En conséquence, et c’est la troisième leçon, la bataille sur le sens de la crise est cruciale. Les acteurs qui contribueront à façonner le récit dominant sur cette crise auront un grand impact sur le monde après la pandémie. C’est sur la base de ce récit que seront promues de nouvelles politiques en matière de santé publique, mais aussi en matière économique, sociale et démocratique. Comme le rappelait le chercheur militant Arturo Escobar, « il est crucial à ce stade que les mouvements aient des récits sur d’autres modes de vie et que ces récits soient prêts[6.M. Sagot, “Coronavirus y disputas por lo público y lo común en América Latina”, Séminaire en ligne organisé par Clasco, Alas et ISA, 9 avril 2020.] ».

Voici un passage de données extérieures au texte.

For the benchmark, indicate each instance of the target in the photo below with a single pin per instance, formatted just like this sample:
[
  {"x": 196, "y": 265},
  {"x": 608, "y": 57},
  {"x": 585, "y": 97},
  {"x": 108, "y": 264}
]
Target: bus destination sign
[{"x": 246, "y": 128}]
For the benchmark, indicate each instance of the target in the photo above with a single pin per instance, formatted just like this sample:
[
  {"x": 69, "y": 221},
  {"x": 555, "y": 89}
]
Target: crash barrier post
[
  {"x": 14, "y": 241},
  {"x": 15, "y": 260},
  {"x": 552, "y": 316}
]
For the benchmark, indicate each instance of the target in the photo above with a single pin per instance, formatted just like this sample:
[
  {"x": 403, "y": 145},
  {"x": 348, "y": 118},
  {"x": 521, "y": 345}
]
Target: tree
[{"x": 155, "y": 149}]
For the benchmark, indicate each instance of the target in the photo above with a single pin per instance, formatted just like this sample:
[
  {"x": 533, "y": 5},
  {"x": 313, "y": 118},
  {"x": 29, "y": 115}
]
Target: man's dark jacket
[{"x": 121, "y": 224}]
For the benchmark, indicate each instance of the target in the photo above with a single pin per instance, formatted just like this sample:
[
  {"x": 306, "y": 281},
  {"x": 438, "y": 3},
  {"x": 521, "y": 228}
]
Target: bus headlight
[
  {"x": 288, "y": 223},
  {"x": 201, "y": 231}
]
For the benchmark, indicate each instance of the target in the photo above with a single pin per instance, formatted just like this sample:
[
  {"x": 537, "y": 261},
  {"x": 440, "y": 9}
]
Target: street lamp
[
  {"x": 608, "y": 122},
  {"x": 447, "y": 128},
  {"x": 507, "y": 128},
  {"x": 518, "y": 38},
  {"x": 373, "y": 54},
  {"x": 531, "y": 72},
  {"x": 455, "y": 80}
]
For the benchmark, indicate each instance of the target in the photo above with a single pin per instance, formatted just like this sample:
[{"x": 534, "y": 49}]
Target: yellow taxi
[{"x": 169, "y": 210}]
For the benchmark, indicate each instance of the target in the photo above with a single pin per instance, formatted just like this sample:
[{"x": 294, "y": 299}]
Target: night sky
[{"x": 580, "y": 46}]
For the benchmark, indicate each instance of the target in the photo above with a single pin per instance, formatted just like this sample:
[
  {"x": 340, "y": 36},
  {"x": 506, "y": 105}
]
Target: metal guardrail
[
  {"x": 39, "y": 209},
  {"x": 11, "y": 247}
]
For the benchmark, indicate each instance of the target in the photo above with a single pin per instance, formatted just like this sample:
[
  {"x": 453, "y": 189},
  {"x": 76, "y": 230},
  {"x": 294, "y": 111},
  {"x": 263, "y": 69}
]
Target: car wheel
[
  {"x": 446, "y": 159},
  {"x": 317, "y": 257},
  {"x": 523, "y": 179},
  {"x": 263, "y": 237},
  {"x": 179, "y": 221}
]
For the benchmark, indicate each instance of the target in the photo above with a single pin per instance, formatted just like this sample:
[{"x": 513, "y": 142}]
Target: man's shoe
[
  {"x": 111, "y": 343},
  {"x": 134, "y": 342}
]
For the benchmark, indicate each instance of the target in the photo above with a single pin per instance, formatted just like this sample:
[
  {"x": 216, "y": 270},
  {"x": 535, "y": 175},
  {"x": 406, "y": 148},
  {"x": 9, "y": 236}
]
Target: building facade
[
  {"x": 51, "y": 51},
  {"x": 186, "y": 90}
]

Chaque secteur des mouvements populaires ou progressistes propose une perspective qui insère la pandémie dans un récit autour de ses thématiques et revendications. Certains montrent l’expérience de la pandémie du point de vue des inégalités urbaines, d’autres développent une perspective intersectionnelle, en insistant sur le poids des tâches supportées par les femmes, et en particulier les femmes de couleur[7.A. Hirsch, “After coronavirus, black and brown people must be at the heart of Britain’s story”, 7 mai 2020.], que ce soit dans les familles, les supermarchés ou les hôpitaux publics. Les intellectuels progressistes lient la pandémie aux ravages du capitalisme et à la crise écologique. Les mouvements populaires latino-américains interprètent la crise dans le métarécit qui s’est construit dans la convergence des mouvements indigènes, féministes, écologiques et de justice sociale au cours de la dernière décennie : « la crise révèle les profondes crises sociales, politiques et écologiques auxquelles nous sommes confrontés. Derrière la crise sanitaire, il y a une crise de civilisation.[8. M. Sagot, op. cit.] »

Mouvements et contre-mouvements

Les mouvements progressistes ne sont pas seuls dans cette bataille pour imposer le sens de la crise liée à la pandémie. Ils sont confrontés à deux types de « contre-mouvements » : les élites capitalistes et les mouvements réactionnaires[9. K. Polanyi, La grande transformation, Paris, Gallimard, 2009 (1944).].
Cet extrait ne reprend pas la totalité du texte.